Em meio a uma severa escassez de mão de obra no setor de logística americano, impulsionada pelo crescimento do e-commerce, uma empresa de Indiana está adotando uma estratégia que une inclusão e pragmatismo. A Bosma Enterprises está equipando trabalhadores com deficiência visual com drones autônomos e óculos de realidade aumentada da Meta para executar tarefas complexas de gestão de estoque.

O movimento, detalhado em reportagem do Business Insider, é mais do que um caso de uso de tecnologia assistiva. É uma resposta direta a um problema de negócio: em junho de 2023, havia quase 400 mil vagas abertas nos setores de transporte e armazenagem nos EUA. A tese da Bosma é que um vasto contingente de talentos está sendo ignorado não por falta de capacidade, mas por preconceito.

Tecnologia como extensão sensorial

No centro da operação estão duas tecnologias-chave. A primeira é a plataforma da Gather AI, que utiliza drones para sobrevoar autonomamente o armazém, fotografar o estoque e usar inteligência artificial para converter as imagens em dados, comparando-os com os registros do sistema. A interface é integrada a leitores de tela em iPads, permitindo que um operador com deficiência visual gerencie um processo que, manualmente, levaria dias e agora é concluído em minutos.

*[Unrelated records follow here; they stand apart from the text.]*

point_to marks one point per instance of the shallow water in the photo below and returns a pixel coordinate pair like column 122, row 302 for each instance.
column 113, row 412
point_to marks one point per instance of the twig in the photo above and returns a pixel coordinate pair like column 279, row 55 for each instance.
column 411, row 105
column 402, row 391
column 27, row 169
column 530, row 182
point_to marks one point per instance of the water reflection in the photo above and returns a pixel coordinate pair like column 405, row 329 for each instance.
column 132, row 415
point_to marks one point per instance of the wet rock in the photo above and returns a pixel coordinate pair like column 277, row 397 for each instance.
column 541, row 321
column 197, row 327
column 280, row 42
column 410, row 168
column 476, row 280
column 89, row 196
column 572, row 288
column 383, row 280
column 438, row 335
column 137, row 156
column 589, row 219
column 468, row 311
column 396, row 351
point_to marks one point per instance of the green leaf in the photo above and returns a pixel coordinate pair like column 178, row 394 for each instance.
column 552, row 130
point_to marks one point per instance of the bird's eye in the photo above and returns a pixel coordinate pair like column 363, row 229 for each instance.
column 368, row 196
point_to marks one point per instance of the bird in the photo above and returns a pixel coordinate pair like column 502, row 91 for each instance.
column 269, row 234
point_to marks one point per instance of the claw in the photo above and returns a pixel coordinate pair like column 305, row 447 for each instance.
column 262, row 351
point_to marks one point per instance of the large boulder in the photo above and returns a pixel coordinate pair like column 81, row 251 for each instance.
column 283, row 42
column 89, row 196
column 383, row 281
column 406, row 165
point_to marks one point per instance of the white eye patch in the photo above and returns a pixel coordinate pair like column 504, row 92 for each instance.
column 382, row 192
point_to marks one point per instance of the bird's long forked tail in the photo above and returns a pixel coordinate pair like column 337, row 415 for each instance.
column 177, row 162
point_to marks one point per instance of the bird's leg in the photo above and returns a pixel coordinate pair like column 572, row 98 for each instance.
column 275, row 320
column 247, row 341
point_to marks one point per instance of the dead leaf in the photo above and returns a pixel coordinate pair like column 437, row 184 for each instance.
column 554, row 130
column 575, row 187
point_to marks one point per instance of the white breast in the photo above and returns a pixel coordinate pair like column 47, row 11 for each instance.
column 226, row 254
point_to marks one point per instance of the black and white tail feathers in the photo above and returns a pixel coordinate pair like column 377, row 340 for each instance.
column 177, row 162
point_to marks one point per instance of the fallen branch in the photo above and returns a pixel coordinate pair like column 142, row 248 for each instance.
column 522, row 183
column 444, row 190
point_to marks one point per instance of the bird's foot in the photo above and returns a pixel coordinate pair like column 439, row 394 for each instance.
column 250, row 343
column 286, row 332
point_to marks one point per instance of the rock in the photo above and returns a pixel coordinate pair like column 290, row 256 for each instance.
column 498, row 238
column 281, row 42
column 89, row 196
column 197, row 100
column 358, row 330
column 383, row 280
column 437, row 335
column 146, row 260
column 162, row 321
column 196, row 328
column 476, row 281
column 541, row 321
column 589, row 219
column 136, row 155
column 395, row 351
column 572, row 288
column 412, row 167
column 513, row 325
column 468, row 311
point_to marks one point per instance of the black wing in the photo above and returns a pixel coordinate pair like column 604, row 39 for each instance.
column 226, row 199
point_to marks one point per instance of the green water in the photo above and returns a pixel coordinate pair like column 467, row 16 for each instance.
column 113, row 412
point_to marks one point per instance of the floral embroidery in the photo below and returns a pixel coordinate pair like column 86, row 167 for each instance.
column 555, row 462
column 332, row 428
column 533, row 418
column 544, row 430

A segunda é o uso dos óculos inteligentes da Meta. Eric Knight, gerente de manufatura na Bosma, pode simplesmente perguntar “Hey Meta, o que está na minha frente?” para que o dispositivo leia códigos de barras ou resuma documentos. Os óculos também oferecem uma visão de IA ao vivo, descrevendo o ambiente e alertando para obstáculos como empilhadeiras ou paletes, o que aumenta não só a eficiência, mas a segurança e a confiança do funcionário no chão de fábrica.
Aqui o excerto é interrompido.